Home insurance typically has four types of coverage. This includes coverage for your home, coverage for your possessions, coverage for your liability, and coverage for other living expenses.

There are several terms as to when and where your homeowner insurance coverage applies. Your insurer would only cover losses and damages that are listed in your policy. Generally, this policy protects your home and belongings from general mishaps like storms, fire, wind, hail, and sometimes earthquakes and flood.

  1. Coverage for Your Home

This policy takes care of the physical damage on the home.
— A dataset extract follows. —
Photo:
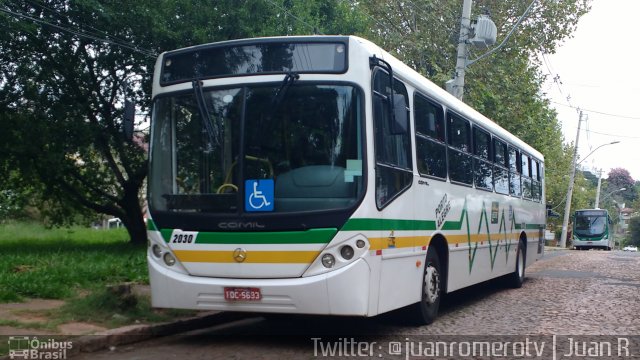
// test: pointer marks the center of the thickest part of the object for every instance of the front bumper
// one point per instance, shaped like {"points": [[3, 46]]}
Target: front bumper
{"points": [[345, 291]]}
It could also be as a result of fire, lightning, or other disasters incorporated in your policy. The parts of your home that are not visible (foundation) are covered as well. Additionally, the policy also covers detached structures like garages, sheds, and gazebos.

  1. Coverage for Your Possessions

The home owners insurance policy covers Furniture, clothing, household appliances and equipment, and other personal belongings. If these properties are affected by natural disasters, fire or theft, the policy is triggered.

These possessions do not have to be on the home premises. The policy also covers the belongings of those that reside on the holder’s property. Trees and surrounding plants are also covered except when affected by wind and diseases.

Doing a home inventory and documenting the possessions owned is vital to get the most out of your insurance policy. When a loss occurs, most people cannot recall what they have lost, so an inventory comes in handy.

This inventory should have pictures or videos, any receipts, and proof of purchase of the items attached to it. Your insurance company should also be well aware of exceptionally valued items such as jewelry or artwork. The inventory should be backed up somewhere other than the home. It could be stored digitally or online.

  1. Coverage for Your Liability

Coverage for liability protects the holder, their family members, and pets from lawsuits for bodily injury or damage on the property they incur. It pays the court costs for defending you and any awards you are required to pay. This liability coverage is applicable wherever the policyholder and their family members are in the world.

Also, home insurance providesno-fault coverage for medical bills. This means, if a friend or neighbor is sick or injured in your home, your insurance company covers their medical bills.

  1. Coverage for Other Living Expenses

In the event of a disaster or any other incidence that damages your home to the point that makes it unlivable, this type of insurance policy covers the cost of staying elsewhere. It covers hotel bills, restaurant foods, and other expenses incurred while your home is being reconstructed.

However, these living expenses have different terms that vary from one company to another. There is usually a time limitation, but the company will still pay the entire costs for rebuilding or repairing your home—until it reaches the policy limit.

Furthermore, if the tenant is unable to live in a part of your house you rented out due to any peril listed in your policy, the insurance company pays you the rent that you would have received from the tenant.